We are now able to engage empathy through design, allowing us to literally walk a mile in someone else’s shoes. The design is being used as a tool to connect us profoundly, in a way that no other form of media can achieve. Both visually and through sensorial distortion, new devices are able to temporarily modify our perception of the world, inhibiting our senses and simulating unfamiliar experiences. Virtual reality (VR) technologies have often been associated with the gaming world and used primarily for entertainment. The idea of spending more time immersed in the digital world originally seemed as though it might lead us to become self-obsessed zombies with no ability to communicate with each other. We are, however, beginning to see a shift away from recreational usage towards something that could potentially connect individuals in a more profound and intimate way than any other form of media.
Chris Milk, immersive storyteller, and co-founder of VR company Within, is at the forefront of this notion of augmented empathy. In his 2015 TED Talk, Milk describes VR as ‘a machine; but through this machine, we become more compassionate, we become more empathetic and we become more connected. And, ultimately, we become more human.’ The Dementia Simulator, designed by Central Saint Martins industrial design MA graduate Di Peng, simulates the symptoms of dementia by disrupting users’ sensory perception. The device, which sits over the head, distorts the wearer’s vision by blurring the faces of those nearby. Critical comments and uncomfortable sounds are played into the wearer’s ears, mimicking auditory hallucinations, while a mouthpiece also restricts the wearer’s ability to speak certain words. By replicating the experiences of dementia sufferers, the simulator aims to create empathy, re-evaluate misconceptions, and help care for those living with the condition. Royal College of Art design products MA graduate Heeju Kim has created the Empathy Bridge for Autism, which allows wearers to experience first-hand what it’s like for people with autism to see, hear and speak. Kim has designed a series of devices that temporarily change sensory perception.
Tools affecting vision, hearing, and speech allow the wearer to experience different aspects of living with autism. For example, hypersensitivity to light and color, double vision, jumbled or amplified sound and difficulties in pronunciation are simulated using the VR device, an earpiece, and a variety of differently shaped lollipops and candies. The product’s message is clear: empathy is the bridge to understanding that people with autism are like everyone else, although they see, hear and speak in unique ways. The National Autistic Society’s Too Much Information campaign, which similarly helps increase understanding of autism, features a VR experience that allows viewers to see the world through the eyes of a 10-year old autistic boy. The campaign highlights the ways in which autistic people often struggle to filter out the sounds, smells, and sights they experience, leading them to feel overwhelmed by too much information.
Artificial intelligence (AI) was once depicted as part of a terrifying future where robots would enslave the human race; instead, it has taken on exciting, useful and novel forms.
Advances in machine learning and increased accessibility to vast quantities of data have brought about a surge in aided design, manufacturing, and products. Consumers can now experience custom products that have been tailor-made to suit their personal tastes, styles and even medical needs, using feedback algorithms. The world’s first beer brewed by data is now on sale and is awaiting your feedback.
Premium beer created by IntelligentX uses machine-learning algorithms to continually improve itself based on consumer feedback. Each bottle features a printed code, directing customers to an AI bot that asks a series of questions. The results are then interpreted by the algorithm and inform the brewing process, allowing customers to enjoy improvements to products more easily, quickly and effectively than ever before. Also striving to create the perfect beverage is Teforia, the kitchen counter tea-brewing robot.

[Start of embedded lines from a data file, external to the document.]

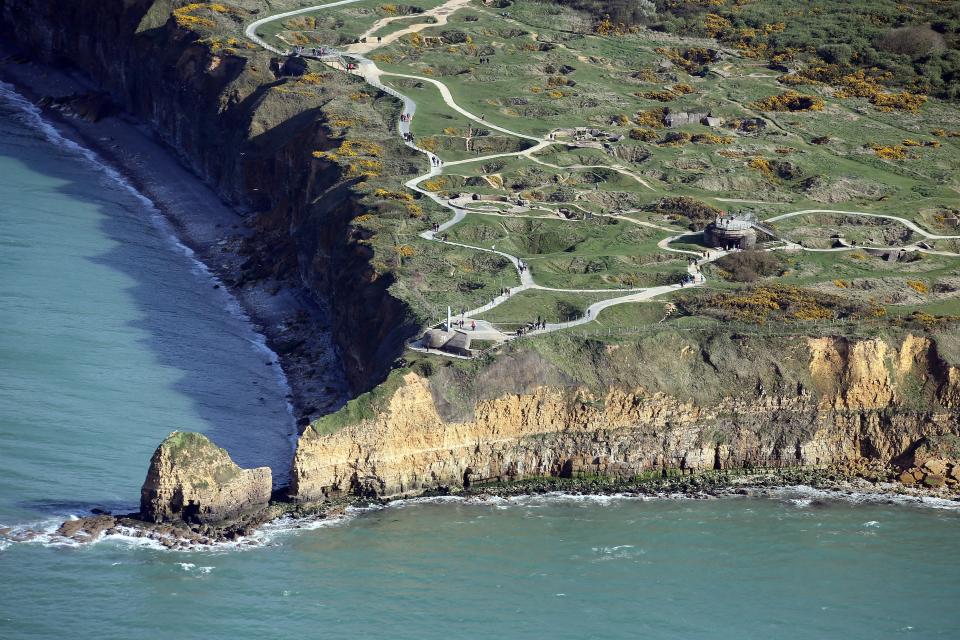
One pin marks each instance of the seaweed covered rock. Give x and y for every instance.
(192, 480)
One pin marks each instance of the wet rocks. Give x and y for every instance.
(192, 480)
(86, 529)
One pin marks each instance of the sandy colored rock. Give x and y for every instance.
(192, 480)
(935, 466)
(557, 431)
(907, 478)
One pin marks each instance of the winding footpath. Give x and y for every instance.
(373, 75)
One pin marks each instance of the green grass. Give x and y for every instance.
(552, 306)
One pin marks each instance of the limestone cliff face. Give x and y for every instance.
(872, 400)
(192, 480)
(213, 112)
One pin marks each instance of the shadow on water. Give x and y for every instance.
(220, 362)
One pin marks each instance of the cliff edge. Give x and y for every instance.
(790, 402)
(192, 480)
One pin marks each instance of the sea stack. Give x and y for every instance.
(192, 480)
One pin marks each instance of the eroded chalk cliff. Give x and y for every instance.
(192, 480)
(854, 400)
(215, 110)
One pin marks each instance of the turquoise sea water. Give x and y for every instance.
(111, 336)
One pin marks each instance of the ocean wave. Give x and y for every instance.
(32, 116)
(808, 494)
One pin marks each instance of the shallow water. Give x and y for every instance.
(112, 336)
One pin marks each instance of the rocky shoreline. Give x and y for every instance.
(294, 324)
(874, 484)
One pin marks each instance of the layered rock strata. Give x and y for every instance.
(192, 480)
(870, 401)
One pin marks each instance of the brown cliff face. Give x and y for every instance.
(873, 401)
(192, 480)
(212, 111)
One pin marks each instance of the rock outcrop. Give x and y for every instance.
(214, 111)
(871, 401)
(194, 481)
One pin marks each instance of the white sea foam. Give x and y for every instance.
(32, 116)
(864, 497)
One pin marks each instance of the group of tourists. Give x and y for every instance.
(461, 323)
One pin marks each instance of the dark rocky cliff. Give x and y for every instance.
(209, 109)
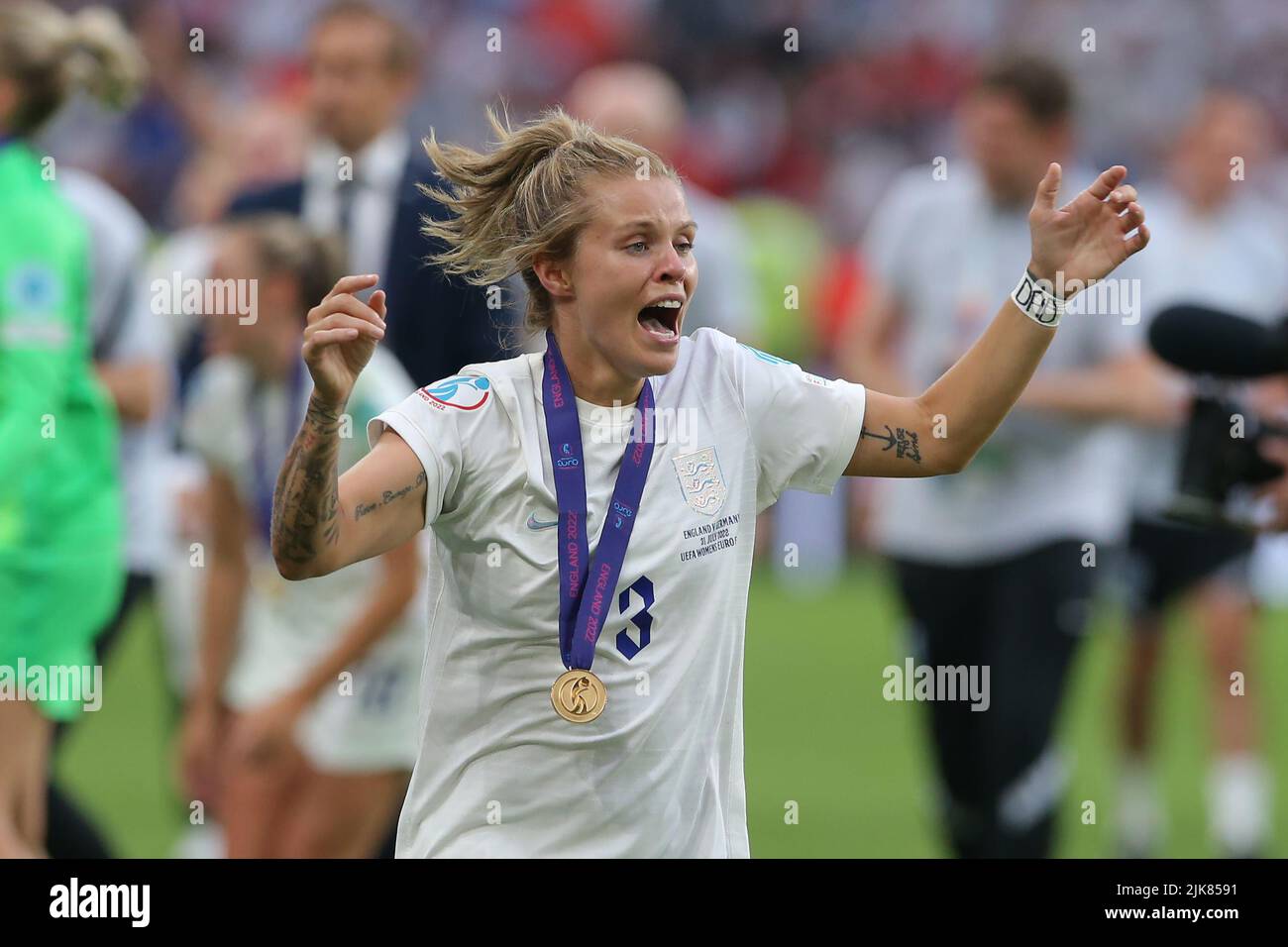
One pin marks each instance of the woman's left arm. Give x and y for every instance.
(941, 429)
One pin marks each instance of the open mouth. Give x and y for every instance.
(662, 321)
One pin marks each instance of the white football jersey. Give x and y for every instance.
(660, 772)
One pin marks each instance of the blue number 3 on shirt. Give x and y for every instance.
(642, 586)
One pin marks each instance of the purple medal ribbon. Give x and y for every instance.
(266, 468)
(587, 589)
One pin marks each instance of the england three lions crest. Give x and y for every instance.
(700, 480)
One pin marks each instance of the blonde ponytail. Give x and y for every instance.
(51, 54)
(523, 198)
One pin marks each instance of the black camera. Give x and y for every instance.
(1222, 458)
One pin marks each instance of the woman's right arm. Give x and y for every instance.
(321, 521)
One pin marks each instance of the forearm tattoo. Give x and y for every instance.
(308, 488)
(903, 441)
(387, 497)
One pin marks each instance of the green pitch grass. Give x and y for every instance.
(819, 735)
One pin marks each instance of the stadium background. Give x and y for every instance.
(804, 144)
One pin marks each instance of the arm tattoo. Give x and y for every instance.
(386, 497)
(308, 488)
(903, 441)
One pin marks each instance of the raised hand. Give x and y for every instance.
(1085, 239)
(342, 335)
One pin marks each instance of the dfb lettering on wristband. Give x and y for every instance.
(1037, 299)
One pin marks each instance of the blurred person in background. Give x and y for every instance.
(991, 565)
(642, 102)
(132, 359)
(300, 728)
(361, 180)
(60, 525)
(1223, 245)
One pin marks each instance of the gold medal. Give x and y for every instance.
(579, 696)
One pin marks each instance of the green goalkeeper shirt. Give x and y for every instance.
(58, 470)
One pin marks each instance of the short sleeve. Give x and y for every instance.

Teoria combines the knowledge of tea masters with advanced AI technology to create a sensory experience for loose-leaf brewing aficionados. Perfecting the ancient art of tea making is a delicate and complex process, and, whatever type of tea you choose, Teoria can make the perfect cup every single time. By reading the packaging, the device can determine the exact time, temperature and volume of water needed to create the perfect result. Teoria is also able to learn from each use, adapting its recipes to suit every palate. AI-aided design and manufacturing are also having a significant impact on the healthcare and medical industries.
Using algorithms and AI, patients can be diagnosed and treated more effectively, based on a personalized model of their biology. Boston-based biopharmaceutical start-up Berg, for example, is using AI to fight cancer. With a sample of the patient’s DNA, the Berg Interrogative Biology platform can analyze the toxicity and predict the most effective outcome of all possible treatments, generating a personal treatment package for each individual.